Numatrin, a nuclear matrix protein has been implicated to be involved in mitogenesis of normal and malignant cells (Feuerstein and Mond, J. Biol. Chem. 262, 11389, 1987) and was later found to be identical to the nuclear phosphoprotein, B23. To study whether phosphorylation of numatrin is regulated by mitogenic stimulation, we examined the effect of phosphorylation of numatrin in the insulin-responsive cells, NIH 3T3 HIR. We found that an increase in phosphorylation of numatrin was associated with stimulation of the cells with insulin for 4 h and that the level of phosphorylation remained elevated after 8 h. By this time there was no increase in numatrin abundance as shown by Coom-massie blue stain and Western blot analysis. The induction in phosphorylation of numatrin could not be detected after 30 min stimulation with insulin, thus, indicating that the increase in phosphorylation of numatrin is not a rapid event. Analysis of the phosphopeptides by thin layer chromatography indicated four peptides that were phosphorylated in numatrin (one major and three minor). Stimulation with insulin was associated primarily with an increase in phosphorylation of the minor phosphopeptides. The phosphopeptide map of numatrin was identical after 4, 8, 17, 24, and 32 h stimulation with insulin, indicating that identical sites are phosphorylated at different phases of the cell cycle.

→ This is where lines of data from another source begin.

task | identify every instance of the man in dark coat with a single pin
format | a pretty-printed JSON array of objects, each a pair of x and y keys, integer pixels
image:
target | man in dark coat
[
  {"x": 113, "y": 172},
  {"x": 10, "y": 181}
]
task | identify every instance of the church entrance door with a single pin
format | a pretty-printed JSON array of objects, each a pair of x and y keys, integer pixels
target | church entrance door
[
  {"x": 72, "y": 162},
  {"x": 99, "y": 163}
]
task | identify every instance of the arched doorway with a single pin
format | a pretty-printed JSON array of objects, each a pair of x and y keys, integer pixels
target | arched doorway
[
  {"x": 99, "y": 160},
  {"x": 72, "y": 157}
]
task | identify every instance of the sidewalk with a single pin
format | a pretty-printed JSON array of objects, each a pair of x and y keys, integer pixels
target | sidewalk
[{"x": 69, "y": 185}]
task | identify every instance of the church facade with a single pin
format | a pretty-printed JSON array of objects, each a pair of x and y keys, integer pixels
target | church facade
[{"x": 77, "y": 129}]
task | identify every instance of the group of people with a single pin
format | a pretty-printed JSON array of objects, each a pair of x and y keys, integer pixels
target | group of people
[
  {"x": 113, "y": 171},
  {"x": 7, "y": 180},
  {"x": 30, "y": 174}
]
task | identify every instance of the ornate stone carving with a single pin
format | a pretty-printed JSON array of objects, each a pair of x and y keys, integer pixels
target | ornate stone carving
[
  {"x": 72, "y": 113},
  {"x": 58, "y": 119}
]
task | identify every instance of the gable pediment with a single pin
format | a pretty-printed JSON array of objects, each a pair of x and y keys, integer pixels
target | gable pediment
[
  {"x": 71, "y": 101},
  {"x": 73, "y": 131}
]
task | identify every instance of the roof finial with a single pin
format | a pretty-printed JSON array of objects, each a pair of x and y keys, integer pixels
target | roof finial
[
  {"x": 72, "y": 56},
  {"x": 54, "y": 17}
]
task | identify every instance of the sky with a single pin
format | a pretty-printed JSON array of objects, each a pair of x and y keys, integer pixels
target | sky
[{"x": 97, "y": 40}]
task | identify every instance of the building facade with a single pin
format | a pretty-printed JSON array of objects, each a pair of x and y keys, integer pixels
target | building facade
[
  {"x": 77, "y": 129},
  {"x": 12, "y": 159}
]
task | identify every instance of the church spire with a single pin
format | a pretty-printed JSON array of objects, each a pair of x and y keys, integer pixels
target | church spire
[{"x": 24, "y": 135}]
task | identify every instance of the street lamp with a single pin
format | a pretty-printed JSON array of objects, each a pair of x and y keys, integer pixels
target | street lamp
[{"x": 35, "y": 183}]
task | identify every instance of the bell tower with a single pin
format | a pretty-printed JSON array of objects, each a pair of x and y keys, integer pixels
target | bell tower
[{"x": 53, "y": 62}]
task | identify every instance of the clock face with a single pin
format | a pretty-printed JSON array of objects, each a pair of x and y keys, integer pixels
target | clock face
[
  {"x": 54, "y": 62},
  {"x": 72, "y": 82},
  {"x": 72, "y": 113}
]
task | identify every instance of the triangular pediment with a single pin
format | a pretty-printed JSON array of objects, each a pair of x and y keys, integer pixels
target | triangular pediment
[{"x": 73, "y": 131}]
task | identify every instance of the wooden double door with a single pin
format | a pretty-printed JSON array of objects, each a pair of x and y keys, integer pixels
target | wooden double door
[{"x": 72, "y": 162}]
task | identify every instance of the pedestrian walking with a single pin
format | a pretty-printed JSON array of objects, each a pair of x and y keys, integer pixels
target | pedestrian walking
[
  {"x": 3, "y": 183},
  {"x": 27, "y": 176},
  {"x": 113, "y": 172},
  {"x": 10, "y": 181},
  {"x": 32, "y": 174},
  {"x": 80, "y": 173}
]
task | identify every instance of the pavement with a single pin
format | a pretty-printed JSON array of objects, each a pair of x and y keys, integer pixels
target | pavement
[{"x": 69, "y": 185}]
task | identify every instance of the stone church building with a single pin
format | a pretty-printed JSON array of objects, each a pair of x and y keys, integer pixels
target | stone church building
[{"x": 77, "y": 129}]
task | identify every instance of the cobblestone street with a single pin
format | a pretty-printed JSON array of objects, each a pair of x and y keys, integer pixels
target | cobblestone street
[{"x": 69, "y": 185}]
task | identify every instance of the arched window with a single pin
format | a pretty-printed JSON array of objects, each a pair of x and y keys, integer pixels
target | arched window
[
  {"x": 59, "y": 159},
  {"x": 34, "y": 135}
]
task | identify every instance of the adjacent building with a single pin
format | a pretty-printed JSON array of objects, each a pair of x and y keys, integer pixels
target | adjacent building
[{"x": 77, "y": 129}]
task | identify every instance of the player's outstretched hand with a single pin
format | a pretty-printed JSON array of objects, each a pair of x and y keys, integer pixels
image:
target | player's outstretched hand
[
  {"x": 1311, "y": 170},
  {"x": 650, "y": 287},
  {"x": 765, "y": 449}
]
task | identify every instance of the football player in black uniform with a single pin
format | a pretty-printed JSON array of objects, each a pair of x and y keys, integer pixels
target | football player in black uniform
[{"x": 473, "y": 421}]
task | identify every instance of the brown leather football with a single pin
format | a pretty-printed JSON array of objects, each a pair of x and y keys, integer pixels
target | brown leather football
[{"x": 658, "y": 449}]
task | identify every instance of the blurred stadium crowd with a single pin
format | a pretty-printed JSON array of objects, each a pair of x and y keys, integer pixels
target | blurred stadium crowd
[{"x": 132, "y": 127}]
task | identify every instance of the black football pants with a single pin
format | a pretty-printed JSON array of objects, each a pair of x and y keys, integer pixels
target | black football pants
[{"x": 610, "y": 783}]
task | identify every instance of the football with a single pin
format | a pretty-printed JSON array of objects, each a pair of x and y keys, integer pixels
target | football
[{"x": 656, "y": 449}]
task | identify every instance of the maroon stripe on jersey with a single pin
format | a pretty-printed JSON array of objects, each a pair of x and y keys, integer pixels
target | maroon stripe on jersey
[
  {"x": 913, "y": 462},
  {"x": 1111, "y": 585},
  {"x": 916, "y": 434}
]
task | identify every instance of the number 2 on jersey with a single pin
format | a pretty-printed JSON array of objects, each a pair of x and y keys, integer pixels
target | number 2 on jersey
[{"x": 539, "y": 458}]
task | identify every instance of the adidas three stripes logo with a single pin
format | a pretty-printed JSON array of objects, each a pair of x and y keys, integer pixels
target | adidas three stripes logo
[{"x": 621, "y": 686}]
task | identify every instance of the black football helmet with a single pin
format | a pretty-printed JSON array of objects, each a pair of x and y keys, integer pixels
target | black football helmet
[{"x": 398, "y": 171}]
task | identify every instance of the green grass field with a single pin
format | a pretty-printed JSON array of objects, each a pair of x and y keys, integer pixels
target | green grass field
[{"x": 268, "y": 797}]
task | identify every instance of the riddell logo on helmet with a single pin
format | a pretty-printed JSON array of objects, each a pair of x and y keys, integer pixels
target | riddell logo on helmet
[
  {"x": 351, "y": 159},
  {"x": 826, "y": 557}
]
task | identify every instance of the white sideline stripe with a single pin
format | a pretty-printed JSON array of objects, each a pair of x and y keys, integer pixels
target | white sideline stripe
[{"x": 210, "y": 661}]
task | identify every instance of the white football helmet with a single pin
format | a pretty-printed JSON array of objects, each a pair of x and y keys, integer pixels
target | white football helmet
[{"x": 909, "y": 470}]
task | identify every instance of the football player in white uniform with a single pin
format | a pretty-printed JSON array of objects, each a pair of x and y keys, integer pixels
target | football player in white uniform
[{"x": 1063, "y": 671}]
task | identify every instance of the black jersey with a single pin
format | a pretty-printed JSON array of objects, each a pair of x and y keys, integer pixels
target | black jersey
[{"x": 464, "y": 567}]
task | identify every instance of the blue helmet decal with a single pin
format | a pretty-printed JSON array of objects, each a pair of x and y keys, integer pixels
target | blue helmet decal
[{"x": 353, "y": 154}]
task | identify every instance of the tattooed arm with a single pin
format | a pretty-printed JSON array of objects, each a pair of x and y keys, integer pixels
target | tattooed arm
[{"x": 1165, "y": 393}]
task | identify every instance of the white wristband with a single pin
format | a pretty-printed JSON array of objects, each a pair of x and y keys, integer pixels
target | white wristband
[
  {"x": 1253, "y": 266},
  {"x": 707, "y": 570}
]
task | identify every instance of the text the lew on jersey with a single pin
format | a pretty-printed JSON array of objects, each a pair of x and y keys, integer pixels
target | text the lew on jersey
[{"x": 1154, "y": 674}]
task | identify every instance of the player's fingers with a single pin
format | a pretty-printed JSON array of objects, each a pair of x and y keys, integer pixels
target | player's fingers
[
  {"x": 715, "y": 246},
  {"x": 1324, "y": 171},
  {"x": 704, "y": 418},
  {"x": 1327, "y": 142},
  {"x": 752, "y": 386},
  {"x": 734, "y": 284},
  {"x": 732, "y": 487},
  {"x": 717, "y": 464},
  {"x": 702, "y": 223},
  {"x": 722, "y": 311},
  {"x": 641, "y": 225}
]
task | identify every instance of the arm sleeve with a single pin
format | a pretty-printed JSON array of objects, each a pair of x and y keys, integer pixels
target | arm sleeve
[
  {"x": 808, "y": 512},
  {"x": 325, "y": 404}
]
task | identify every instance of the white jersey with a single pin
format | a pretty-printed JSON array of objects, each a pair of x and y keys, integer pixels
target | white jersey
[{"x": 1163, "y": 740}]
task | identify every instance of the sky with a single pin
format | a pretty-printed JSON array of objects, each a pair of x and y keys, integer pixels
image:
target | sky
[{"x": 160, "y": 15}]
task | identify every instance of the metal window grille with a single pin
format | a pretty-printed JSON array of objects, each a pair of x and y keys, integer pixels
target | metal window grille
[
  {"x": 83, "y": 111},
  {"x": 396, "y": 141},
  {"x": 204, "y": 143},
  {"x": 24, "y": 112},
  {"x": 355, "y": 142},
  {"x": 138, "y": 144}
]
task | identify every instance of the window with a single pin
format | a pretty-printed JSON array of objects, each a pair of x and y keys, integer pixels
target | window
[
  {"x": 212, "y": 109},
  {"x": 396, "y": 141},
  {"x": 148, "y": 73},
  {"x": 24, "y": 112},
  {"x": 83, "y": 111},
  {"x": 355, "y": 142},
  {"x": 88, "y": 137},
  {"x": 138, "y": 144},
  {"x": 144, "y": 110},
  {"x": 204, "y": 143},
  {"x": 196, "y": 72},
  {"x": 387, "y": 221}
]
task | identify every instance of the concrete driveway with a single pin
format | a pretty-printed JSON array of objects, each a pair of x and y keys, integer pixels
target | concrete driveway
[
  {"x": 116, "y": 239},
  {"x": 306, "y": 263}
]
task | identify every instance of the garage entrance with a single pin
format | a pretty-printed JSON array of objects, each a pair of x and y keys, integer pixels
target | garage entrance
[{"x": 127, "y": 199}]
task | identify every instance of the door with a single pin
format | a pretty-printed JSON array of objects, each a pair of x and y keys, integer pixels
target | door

In a search for the protein kinase which is involved in phosphorylation of numatrin we found that numatrin is a most prominent substrate for the cell cycle regulated cdc2 (p 34) kinase. However, the major phosphopeptides which were phosphorylated by this kinase did not comigrate with either of the phosphopeptides phosphorylated in insulin-stimulated intact cells. This may indicate that it is unlikely that cdc2 kinase may account for the mechanism(s) associated with phosphorylation of numatrin by insulin under physiological conditions.